Изменить размер шрифта - +
Она почти наверняка смотрела бы на любого авантюриста, который бы попытался заменить своей персоной чистую безличность народа-суверена, с холодным подозрением и обеспечила бы каждому такому Цезарю соответствующего Брута, дабы сохранить цветок республиканского целомудрия.

Недопустимо, чтобы гражданин угрожал равенству; но уж совсем нетерпимо, когда равенство пытается запретить иностранец. Если бы Франция не кормила французских солдат, ей вскоре пришлось бы кормить австрийских; и было бы совсем глупо, если бы, доверив свою судьбу солдатам, Франция отвергла бы лучшего французского солдата на том основании, что он не очень-то француз.

Считаем ли мы Наполеона героем, спасшим страну, или тираном, нажившимся на сверхнапряжении страны, нам должно быть совершенно ясно: кто создал войну, создал и военачальника, кто попытался сокрушить республику, тот и создал империю. И Фокс выступал против нее куда резче, чем те английские педанты, которые обвиняли его в отсутствии патриотизма; он бросал обвинения правительству Питта за вступление в антифранцузский альянс и тем самым сдвигал общественное мнение в пользу воюющей Франции.

Прав он был в этом или нет, но он всегда готов был признать – Англия не первой вцепилась в глотку молодой республики. Кое-кто в Европе куда определеннее и мрачнее возмутился против нее. Кто же это был, кто начал войну и создал Наполеона? Существует только один возможный ответ – немцы. Так начинался второй акт падения Англии до уровня Германии.

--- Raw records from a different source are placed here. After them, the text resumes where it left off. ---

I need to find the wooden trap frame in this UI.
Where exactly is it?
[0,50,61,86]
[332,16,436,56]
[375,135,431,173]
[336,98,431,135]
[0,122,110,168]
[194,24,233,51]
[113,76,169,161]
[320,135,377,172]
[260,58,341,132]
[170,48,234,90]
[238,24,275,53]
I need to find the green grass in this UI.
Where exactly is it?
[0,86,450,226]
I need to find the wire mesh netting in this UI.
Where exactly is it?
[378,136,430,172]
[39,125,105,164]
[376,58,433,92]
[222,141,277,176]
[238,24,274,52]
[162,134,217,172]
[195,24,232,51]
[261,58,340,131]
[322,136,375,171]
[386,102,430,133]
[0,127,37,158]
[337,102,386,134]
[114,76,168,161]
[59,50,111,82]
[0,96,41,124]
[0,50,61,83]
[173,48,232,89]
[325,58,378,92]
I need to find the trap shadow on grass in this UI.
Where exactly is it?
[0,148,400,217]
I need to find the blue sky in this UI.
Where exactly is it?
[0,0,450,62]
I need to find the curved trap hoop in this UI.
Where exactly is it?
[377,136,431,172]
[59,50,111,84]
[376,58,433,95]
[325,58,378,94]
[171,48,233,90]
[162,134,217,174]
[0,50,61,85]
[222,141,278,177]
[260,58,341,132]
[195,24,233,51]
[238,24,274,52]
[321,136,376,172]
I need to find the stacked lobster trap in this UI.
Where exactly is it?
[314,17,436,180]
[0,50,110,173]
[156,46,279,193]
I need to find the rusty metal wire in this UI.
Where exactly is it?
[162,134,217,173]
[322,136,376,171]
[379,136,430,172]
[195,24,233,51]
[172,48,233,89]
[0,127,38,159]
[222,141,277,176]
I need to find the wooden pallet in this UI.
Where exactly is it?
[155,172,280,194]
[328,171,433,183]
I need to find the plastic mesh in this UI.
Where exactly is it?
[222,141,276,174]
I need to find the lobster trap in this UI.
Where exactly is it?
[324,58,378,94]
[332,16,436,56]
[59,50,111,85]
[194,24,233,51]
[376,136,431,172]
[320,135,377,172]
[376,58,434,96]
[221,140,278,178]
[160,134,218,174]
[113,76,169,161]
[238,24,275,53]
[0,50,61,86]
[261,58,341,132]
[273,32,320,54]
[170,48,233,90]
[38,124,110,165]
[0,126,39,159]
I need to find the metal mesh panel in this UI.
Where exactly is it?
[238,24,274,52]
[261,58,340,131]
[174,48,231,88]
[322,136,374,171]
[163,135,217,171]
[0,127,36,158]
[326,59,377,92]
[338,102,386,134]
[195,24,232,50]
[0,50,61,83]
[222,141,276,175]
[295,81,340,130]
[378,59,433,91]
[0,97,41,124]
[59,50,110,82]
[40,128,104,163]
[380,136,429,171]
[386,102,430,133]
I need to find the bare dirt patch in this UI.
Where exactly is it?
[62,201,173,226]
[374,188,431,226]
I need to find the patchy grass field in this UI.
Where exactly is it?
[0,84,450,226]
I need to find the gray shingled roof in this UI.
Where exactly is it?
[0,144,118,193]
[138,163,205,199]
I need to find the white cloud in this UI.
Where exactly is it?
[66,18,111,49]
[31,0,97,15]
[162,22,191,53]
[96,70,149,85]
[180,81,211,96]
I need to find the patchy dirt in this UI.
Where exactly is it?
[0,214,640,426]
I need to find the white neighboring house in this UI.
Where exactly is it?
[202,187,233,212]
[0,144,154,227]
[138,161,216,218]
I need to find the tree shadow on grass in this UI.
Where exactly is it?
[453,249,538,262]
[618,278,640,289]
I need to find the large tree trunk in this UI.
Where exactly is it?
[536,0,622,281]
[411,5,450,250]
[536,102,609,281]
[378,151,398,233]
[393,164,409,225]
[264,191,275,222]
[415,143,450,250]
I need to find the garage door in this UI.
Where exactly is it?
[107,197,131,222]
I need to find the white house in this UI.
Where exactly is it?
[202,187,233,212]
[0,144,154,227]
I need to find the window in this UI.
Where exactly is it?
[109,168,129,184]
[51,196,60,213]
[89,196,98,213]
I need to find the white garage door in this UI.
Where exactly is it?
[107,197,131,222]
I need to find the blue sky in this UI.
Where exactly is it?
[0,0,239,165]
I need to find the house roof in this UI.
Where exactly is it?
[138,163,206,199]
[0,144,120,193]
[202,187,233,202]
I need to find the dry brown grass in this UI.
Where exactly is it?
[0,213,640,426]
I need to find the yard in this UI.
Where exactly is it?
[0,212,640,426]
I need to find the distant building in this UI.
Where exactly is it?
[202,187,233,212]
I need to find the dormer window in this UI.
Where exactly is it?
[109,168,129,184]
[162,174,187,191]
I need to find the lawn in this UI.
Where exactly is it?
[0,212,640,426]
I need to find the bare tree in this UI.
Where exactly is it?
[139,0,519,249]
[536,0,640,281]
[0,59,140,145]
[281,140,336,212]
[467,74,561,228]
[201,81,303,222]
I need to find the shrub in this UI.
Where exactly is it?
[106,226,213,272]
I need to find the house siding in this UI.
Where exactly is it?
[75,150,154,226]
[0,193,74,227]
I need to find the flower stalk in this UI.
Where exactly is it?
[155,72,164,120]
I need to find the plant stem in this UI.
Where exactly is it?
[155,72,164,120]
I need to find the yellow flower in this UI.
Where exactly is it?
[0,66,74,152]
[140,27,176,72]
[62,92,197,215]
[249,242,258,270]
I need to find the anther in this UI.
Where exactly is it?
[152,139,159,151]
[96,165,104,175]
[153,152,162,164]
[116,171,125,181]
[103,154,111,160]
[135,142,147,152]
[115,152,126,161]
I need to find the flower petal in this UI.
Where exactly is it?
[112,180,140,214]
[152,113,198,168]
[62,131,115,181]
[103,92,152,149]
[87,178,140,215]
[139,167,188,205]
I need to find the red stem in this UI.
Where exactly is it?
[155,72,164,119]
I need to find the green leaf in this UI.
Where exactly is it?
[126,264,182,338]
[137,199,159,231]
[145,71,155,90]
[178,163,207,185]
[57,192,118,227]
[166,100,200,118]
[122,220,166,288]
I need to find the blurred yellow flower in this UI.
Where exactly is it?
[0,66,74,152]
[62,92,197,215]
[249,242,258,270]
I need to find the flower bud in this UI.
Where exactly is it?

Очень существенное замечание: «немцы» – это уже все немцы, так же, как и сейчас. Дикость Пруссии и глупость Австрии отныне вместе. Безжалостность и бестолковость встретились, неправота и недомыслие расцеловались, соблазнитель и соблазненный заключили друг друга в объятия. Великая и добрая Мария Терезия была уже стара, а ее сын оказался философом, учившимся у Фридриха; еще была дочь, которой повезло чуть больше – она сложила голову на гильотине. Конечно, ее брат и другие родственники не могли это одобрить, но сам инцидент произошел уже после того, как германские державы набросились на юную республику.

Людовик XVI еще был жив и даже оставался формальным правителем, когда первые угрозы пришли из Пруссии и Австрии – обе державы требовали повернуть вспять освободительное движение французов. Трудно отрицать, что объединенные германцы решили уничтожить реформы, а не только революцию. Роль, которую во всем этом играл австрийский император Иосиф, оказалась символичной.

Он считался просвещенным деспотом, а это худшая разновидность деспота. Он был столь же антирелигиозен, как Фридрих, но не так отвратителен и не так забавен. Старую и добрую австрийскую династию, где Мария Терезия была любящей матерью, а Мария Антуанетта не очень образованной дочерью, отодвинул в сторону молодой человек, самостоятельно научившийся прусской эффективности. Но компас уже показывал на север. Пруссия была готова стать капитаном германцев «в сияющих доспехах», а Австрия – ее верным секундантом.

Однако существовала громадная разница между Австрией и Пруссией, которая проявлялась тем ярче, чем сильнее юный Наполеон вбивал клин между ними. Если коротко, то Австрия неумело и грубо заботилась о Европе. Пруссия же не заботилась ни о ком, кроме Пруссии. Австрия – не нация, не так-то просто найти Австрию на карте. Но Австрия была своего рода империей – Священной Римской империей, которая так и не осуществилась, хотя расширялась и казалась почти реальной. Она чувствовала себя лидером не нации, но наций, пусть и расплывчато-патриархальных. Она чувствовала себя увядающим Римом, который уже отозвал свои легионы из Британии и Парфии, но полагал, что им вполне естественно находиться там, как естественно им находиться на Сицилии или в южной Галлии.

Я не буду утверждать, что престарелый Франц Иосиф представляет себя императором Шотландии или Дании, но я уверен, что если бы он управлял шотландцами и датчанами, это выглядело бы не более странно, чем то, что он управляет венграми и поляками.